Les Haïtiens — et surtout les jeunes — utilisent les plateformes de médias sociaux pour créer ce qu'ils appellent le #PetroCaribeChallenge [12] pour tenter de mobiliser la société civile et les citoyens ordinaires afin de mettre la pression sur le gouvernement en vue d'amener devant la justice ceux qui sont impliqués dans le scandale PetroCaribe.

Le gouvernement a été tellement secoué par la violence des manifestations et la détermination des #PetroChallengers l'été dernier que le Premier ministre d'alors Jacques Guy Lafontant a dû démissionner [13]. Son successeur [14], Jean Henry Ceant, a pris ses fonctions en septembre 2018 dans l'espoir qu'il puisse régler la crise. Las, les manifestations anti-gouvernementales ont persisté pendant tout octobre et novembre.

La situation a empiré le mois dernier tandis que la gourde, la monnaie haïtienne, a continué à se dévaloriser. L'inflation a grimpé à presque 15 % [15] et le prix des produits alimentaires de base atteint des sommets. Le président Moïse appelle [16] depuis décembre à un dialogue national pour traiter la crise, mais la plupart des secteurs de l'opposition politique refusent d'y participer, et insistent que sa démission est le seul moyen de débloquer la situation.

‘Table rase’

Le mouvement de protestation a atteint un tel paroxysme qu'il paralyse Port-au-Prince et les autres principales villes, en affectant lourdement écoles, hôpitaux et marchés. Les manifestants, dont certains sont devenus violents, ne se contentent pas d'exiger le départ du Président Moïse, ils veulent aussi un changement radical du système : “table rase”, disent-ils.

Le 14 février, M. Moïse est sorti de son silence en s'adressant à la nation [17], essentiellement pour condamner les violences. La population a eu, une fois de plus, le sentiment de ne pas avoir été entendue. Elle a décodé que le président manquait une occasion de plus de montrer qu'il avait l'aptitude à gouverner et le caractère pour guider le pays hors de cette crise.

Le 16 février, le premier ministre a emboîté le pas et s'est adressé à son tour à la nation, [18] annonçant un ensemble de mesures pour alléger les souffrances de la population et traiter à la racine les maux économiques et politiques.

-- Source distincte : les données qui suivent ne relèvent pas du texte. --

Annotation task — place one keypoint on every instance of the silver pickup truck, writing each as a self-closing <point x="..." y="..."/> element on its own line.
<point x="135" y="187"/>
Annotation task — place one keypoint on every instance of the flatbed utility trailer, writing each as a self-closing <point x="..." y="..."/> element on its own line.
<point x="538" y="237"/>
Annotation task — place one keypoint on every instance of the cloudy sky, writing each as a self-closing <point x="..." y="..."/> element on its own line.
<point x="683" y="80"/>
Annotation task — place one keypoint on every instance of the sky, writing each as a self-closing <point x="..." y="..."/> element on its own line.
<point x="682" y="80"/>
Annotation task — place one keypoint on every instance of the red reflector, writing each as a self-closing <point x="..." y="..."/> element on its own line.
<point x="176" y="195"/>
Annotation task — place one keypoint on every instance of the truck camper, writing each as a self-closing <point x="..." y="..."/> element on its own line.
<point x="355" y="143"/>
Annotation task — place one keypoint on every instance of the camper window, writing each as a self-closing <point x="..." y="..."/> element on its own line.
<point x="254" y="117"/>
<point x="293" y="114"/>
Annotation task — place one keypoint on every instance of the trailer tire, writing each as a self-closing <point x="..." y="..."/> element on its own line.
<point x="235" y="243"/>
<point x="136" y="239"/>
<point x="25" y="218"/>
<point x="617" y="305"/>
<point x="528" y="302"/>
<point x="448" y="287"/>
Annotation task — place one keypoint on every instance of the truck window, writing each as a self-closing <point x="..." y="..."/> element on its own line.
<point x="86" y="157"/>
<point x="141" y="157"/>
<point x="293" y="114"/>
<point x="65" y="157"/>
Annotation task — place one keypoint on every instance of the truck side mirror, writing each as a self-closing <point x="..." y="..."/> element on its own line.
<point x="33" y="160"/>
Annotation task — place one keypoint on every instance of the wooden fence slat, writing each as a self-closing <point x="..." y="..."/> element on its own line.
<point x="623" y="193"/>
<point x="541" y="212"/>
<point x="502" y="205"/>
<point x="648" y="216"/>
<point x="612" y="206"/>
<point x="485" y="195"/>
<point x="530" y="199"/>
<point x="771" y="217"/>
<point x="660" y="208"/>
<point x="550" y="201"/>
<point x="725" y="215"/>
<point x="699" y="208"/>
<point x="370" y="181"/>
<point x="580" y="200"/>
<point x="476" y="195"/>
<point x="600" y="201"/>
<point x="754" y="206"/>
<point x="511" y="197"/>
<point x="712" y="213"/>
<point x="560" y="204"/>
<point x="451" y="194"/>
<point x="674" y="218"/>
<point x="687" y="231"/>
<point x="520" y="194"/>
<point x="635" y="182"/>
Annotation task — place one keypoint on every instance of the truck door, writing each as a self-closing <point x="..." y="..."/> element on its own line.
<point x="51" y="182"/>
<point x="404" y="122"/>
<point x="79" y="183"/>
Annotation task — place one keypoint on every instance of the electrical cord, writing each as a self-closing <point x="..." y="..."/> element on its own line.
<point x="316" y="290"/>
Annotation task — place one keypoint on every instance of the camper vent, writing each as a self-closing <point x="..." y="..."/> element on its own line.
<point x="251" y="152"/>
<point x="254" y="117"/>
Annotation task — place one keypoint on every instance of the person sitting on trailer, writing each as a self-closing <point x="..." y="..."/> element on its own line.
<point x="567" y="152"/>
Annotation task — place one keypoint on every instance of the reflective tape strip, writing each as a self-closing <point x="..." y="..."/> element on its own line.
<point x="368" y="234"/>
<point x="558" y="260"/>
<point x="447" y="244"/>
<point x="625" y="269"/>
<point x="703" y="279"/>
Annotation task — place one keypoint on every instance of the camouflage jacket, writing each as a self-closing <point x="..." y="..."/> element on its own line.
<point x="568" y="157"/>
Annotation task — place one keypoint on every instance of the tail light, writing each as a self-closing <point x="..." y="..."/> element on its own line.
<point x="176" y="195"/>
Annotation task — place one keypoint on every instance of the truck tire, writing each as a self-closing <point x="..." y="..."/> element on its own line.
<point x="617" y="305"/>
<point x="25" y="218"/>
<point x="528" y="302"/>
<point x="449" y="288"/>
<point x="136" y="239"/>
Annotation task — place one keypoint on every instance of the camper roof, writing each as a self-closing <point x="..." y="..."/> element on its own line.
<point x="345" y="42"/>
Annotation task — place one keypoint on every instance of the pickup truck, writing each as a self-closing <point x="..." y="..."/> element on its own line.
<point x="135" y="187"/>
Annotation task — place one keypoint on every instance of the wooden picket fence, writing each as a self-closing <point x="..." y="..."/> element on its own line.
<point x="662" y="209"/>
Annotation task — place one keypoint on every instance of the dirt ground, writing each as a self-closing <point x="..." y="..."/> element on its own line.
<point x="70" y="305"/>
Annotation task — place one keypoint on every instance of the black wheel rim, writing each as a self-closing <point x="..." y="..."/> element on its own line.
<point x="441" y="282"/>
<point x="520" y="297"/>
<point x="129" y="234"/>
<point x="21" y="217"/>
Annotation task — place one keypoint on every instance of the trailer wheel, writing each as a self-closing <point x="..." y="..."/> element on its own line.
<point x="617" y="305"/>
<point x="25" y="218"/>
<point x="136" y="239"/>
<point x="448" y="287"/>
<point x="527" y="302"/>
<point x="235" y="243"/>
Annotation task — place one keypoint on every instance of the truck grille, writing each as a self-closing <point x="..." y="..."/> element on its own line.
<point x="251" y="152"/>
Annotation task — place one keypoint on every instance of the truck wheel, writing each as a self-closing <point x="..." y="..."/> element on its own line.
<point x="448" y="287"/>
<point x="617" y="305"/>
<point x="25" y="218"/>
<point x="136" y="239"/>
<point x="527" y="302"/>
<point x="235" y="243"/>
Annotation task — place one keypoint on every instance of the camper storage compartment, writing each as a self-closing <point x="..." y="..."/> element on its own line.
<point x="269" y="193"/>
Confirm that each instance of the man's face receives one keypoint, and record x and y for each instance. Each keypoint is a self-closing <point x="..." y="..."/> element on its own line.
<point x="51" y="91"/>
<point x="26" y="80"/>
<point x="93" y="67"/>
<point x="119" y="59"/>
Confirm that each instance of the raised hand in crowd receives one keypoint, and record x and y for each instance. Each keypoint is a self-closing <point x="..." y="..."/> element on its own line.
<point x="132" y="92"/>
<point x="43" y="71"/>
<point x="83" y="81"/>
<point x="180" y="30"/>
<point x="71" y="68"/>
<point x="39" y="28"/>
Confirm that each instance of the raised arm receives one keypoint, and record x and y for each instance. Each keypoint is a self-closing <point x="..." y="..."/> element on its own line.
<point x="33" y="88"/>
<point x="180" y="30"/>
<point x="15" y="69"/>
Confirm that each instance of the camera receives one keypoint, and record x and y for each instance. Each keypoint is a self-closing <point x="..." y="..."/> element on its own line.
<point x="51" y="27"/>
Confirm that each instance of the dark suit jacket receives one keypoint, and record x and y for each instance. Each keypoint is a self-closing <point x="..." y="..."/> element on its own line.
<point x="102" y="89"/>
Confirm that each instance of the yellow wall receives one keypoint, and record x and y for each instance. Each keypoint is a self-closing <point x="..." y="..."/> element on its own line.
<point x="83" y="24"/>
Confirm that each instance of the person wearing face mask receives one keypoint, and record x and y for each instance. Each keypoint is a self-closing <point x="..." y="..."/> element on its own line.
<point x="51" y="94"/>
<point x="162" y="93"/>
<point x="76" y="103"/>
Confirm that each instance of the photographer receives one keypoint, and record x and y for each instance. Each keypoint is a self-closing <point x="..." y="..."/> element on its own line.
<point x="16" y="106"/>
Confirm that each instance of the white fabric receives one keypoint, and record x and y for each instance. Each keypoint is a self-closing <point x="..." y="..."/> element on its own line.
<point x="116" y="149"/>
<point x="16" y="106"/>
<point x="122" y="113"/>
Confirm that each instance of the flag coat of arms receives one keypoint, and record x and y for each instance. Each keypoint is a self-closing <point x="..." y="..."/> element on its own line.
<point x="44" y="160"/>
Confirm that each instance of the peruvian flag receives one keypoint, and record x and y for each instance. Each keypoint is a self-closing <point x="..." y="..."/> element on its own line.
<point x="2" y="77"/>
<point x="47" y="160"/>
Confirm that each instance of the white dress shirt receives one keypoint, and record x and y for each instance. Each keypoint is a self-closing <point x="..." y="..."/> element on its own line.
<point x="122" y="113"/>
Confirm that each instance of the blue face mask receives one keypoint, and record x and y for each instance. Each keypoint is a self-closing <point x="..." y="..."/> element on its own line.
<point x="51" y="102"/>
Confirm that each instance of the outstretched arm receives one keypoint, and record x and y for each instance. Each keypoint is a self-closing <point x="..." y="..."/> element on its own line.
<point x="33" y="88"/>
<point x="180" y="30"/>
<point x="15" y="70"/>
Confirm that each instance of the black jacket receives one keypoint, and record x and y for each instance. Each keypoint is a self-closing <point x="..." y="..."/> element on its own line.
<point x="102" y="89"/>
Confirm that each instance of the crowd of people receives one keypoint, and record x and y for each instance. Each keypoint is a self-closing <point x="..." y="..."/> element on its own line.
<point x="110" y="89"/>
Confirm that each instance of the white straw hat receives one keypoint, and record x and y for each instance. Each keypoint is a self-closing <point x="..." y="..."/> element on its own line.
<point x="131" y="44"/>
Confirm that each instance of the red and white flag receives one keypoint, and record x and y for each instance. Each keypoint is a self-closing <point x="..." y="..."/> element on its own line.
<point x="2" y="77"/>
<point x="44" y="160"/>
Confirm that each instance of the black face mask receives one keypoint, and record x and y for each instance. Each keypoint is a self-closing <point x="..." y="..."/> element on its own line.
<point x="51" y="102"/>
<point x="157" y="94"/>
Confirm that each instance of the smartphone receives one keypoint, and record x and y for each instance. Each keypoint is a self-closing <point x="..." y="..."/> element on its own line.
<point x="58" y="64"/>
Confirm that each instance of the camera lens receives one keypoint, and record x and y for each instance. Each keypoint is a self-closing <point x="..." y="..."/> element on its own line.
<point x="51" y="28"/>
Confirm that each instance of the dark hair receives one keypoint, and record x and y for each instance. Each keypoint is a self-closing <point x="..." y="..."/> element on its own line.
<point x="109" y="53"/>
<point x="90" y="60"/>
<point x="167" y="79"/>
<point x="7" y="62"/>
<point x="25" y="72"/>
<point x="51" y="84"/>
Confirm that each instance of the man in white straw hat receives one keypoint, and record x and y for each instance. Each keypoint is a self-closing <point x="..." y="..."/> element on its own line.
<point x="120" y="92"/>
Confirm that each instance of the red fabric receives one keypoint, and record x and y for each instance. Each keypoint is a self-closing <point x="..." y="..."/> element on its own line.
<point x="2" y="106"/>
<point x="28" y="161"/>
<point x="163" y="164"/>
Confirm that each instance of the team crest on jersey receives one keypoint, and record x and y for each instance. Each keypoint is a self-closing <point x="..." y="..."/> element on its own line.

Il a réitéré que le dialogue est nécessaire à l’instauration d'un pacte de gouvernement bénéficiant à tous les Haïtiens.

Ces deux interventions suffiront-elles à calmer le mouvement de protestation ? En attendant de le savoir, cependant, les manifestants clament qu'ils “verrouillent” le pays jusqu'à ce que Jovenel Moïse démissionne, ou qu'un modus vivendi soit trouvé. Les services essentiels fonctionnaient dans une certaine normalité le 16 février [19], ce qui a donné aux gens l'occasion de stocker la nourriture et les produits de première nécessité à la portée de leurs bourses.

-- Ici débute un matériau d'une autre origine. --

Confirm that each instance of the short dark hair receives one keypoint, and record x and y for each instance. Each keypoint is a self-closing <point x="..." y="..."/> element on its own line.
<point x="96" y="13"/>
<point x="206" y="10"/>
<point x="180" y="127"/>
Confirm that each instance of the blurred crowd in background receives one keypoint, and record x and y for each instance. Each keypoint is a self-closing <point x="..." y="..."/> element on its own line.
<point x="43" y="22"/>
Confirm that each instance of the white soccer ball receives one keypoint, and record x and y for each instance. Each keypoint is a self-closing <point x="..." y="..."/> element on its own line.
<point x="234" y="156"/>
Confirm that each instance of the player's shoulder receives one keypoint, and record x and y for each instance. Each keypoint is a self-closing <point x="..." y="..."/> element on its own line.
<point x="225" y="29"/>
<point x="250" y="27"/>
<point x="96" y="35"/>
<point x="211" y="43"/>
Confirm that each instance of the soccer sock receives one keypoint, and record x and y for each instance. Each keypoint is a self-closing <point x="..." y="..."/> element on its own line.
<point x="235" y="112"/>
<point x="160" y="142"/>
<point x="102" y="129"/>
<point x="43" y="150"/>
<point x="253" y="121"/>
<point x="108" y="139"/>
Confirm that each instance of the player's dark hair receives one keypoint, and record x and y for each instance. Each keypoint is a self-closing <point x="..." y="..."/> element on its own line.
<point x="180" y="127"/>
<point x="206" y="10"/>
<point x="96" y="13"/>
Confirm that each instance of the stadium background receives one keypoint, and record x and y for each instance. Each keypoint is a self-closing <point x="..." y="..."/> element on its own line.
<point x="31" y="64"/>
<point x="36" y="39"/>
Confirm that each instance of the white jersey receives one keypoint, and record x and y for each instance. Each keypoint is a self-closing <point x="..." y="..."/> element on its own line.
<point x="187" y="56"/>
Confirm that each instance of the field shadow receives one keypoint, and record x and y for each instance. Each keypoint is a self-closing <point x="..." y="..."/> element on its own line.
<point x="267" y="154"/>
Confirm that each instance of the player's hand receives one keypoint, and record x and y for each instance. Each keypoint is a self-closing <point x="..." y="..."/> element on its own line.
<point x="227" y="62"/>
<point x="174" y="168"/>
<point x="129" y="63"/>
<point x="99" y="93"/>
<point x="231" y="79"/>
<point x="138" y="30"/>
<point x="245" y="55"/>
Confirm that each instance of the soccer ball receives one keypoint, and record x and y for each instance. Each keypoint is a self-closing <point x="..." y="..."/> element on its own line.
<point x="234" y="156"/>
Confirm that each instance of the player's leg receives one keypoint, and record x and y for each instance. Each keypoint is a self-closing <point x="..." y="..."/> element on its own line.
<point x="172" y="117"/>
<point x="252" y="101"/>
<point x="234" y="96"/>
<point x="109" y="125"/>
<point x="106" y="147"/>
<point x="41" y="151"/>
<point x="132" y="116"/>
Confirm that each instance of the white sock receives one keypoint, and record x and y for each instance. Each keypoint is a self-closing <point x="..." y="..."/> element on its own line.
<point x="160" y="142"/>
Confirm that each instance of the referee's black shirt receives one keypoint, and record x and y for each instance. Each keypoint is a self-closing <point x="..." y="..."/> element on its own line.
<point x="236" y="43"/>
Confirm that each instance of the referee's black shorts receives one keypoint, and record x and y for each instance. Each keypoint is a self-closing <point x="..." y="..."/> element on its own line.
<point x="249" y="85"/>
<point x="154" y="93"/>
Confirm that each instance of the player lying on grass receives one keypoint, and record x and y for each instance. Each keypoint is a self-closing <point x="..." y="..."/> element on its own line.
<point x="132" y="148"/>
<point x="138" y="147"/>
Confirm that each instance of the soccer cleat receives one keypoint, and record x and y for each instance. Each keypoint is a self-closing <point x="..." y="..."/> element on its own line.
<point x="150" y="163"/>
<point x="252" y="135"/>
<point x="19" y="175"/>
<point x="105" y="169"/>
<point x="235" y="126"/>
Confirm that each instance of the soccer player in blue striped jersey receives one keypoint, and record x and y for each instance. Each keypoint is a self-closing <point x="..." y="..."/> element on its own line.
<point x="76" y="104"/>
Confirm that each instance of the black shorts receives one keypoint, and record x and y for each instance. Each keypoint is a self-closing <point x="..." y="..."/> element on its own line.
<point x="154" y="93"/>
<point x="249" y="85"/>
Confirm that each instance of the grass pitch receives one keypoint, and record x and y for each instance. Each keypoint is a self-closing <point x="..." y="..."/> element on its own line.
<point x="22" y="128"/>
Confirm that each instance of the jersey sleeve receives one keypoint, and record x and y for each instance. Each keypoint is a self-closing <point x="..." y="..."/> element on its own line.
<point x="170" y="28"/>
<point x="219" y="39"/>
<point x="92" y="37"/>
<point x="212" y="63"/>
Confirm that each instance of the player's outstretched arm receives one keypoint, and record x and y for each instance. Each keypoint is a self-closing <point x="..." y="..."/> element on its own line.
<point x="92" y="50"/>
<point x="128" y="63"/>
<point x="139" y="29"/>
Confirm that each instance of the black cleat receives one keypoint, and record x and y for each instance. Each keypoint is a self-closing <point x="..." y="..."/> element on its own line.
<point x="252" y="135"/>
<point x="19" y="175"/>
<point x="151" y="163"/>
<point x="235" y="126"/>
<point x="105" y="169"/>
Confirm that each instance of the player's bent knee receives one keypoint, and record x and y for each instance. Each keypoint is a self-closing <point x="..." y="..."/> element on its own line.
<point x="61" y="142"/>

Mais la crise est profonde. Les élites politiques et les secteurs puissants de l'oligarchie qui ont en partage un monopole économique incontesté se sont approprié l’État et ont mis en place un système de rente [20] aux dépens d'une croissance économie durable.

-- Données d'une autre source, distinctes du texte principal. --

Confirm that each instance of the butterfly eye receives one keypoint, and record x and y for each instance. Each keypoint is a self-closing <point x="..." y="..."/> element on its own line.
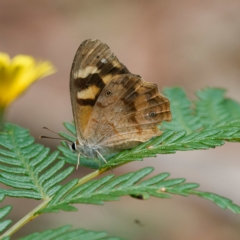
<point x="74" y="146"/>
<point x="108" y="93"/>
<point x="152" y="114"/>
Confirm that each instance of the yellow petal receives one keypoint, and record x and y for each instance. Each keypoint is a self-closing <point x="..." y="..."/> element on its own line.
<point x="18" y="74"/>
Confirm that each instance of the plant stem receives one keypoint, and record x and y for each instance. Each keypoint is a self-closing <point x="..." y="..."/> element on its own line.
<point x="29" y="217"/>
<point x="2" y="111"/>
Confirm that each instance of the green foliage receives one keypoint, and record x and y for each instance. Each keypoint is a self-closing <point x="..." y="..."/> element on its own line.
<point x="65" y="232"/>
<point x="3" y="212"/>
<point x="28" y="168"/>
<point x="110" y="188"/>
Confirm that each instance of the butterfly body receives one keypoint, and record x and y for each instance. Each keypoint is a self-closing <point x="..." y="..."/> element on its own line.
<point x="113" y="109"/>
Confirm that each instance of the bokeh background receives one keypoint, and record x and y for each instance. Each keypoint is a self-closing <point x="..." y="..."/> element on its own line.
<point x="187" y="43"/>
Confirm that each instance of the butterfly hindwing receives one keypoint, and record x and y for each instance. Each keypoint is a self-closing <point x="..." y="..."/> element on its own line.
<point x="127" y="112"/>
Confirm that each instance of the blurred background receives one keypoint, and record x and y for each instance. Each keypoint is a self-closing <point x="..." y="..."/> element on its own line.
<point x="192" y="44"/>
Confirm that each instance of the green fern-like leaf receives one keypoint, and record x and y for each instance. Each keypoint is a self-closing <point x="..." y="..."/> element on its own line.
<point x="110" y="188"/>
<point x="28" y="168"/>
<point x="183" y="114"/>
<point x="65" y="232"/>
<point x="3" y="212"/>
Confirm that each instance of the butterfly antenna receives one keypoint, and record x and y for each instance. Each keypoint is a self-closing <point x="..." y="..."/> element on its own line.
<point x="78" y="163"/>
<point x="54" y="137"/>
<point x="101" y="156"/>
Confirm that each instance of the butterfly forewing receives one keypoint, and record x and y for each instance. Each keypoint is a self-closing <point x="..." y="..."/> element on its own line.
<point x="113" y="109"/>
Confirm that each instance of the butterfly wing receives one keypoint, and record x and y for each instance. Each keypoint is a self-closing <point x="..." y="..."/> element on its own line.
<point x="93" y="67"/>
<point x="126" y="113"/>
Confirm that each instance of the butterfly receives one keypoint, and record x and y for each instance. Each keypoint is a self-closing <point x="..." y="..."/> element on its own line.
<point x="113" y="109"/>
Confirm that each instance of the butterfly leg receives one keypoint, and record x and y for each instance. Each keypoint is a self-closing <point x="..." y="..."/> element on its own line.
<point x="78" y="163"/>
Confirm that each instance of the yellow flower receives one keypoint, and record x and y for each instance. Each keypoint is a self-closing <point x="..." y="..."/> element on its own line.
<point x="17" y="74"/>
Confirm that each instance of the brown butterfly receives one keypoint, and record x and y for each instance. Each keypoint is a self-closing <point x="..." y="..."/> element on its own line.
<point x="113" y="109"/>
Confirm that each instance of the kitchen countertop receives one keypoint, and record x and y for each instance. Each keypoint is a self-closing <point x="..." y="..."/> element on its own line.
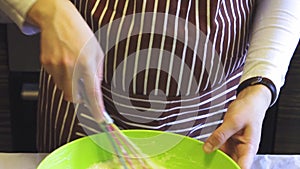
<point x="31" y="161"/>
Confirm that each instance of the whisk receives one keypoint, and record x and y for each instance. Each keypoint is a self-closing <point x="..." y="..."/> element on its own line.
<point x="123" y="147"/>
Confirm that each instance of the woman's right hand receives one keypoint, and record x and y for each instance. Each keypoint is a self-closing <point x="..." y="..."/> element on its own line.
<point x="66" y="41"/>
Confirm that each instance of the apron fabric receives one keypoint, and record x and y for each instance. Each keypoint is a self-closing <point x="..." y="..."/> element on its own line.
<point x="170" y="65"/>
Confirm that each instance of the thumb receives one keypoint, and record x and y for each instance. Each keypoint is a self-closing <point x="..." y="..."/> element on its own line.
<point x="220" y="136"/>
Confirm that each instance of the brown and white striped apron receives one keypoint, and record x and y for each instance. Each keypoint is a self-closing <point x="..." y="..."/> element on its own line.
<point x="170" y="65"/>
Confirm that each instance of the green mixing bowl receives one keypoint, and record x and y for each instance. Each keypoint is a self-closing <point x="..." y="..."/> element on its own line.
<point x="169" y="150"/>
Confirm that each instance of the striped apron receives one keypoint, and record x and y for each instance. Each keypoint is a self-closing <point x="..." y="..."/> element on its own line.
<point x="169" y="65"/>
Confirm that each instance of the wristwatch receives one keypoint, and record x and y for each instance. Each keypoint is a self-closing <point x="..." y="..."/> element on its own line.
<point x="259" y="80"/>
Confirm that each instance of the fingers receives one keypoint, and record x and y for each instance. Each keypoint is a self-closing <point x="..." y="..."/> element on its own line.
<point x="221" y="135"/>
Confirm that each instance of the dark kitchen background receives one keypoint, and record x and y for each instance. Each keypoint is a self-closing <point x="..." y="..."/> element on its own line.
<point x="19" y="76"/>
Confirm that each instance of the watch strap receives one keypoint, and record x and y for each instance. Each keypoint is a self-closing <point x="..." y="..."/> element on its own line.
<point x="259" y="80"/>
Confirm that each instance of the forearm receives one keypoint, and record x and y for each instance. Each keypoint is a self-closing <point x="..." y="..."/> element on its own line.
<point x="17" y="11"/>
<point x="275" y="35"/>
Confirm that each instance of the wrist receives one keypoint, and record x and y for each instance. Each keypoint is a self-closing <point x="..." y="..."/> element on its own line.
<point x="260" y="81"/>
<point x="259" y="91"/>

Les mouvements traditionnels dans l'opposition politique veulent le pouvoir à tout prix, sans présenter d'alternatives saines et cohérentes à l'immobilisme. Les #PetroChallengers en sont encore à apprendre comment transformer le militantisme social positif en action politique efficace. Au bout du compte, la grande question qui émerge de l'agitation politique actuelle est de savoir si elle n'est qu'une répétition du même, ou si elle ouvre des portes vers un changement réel et systémique en Haïti.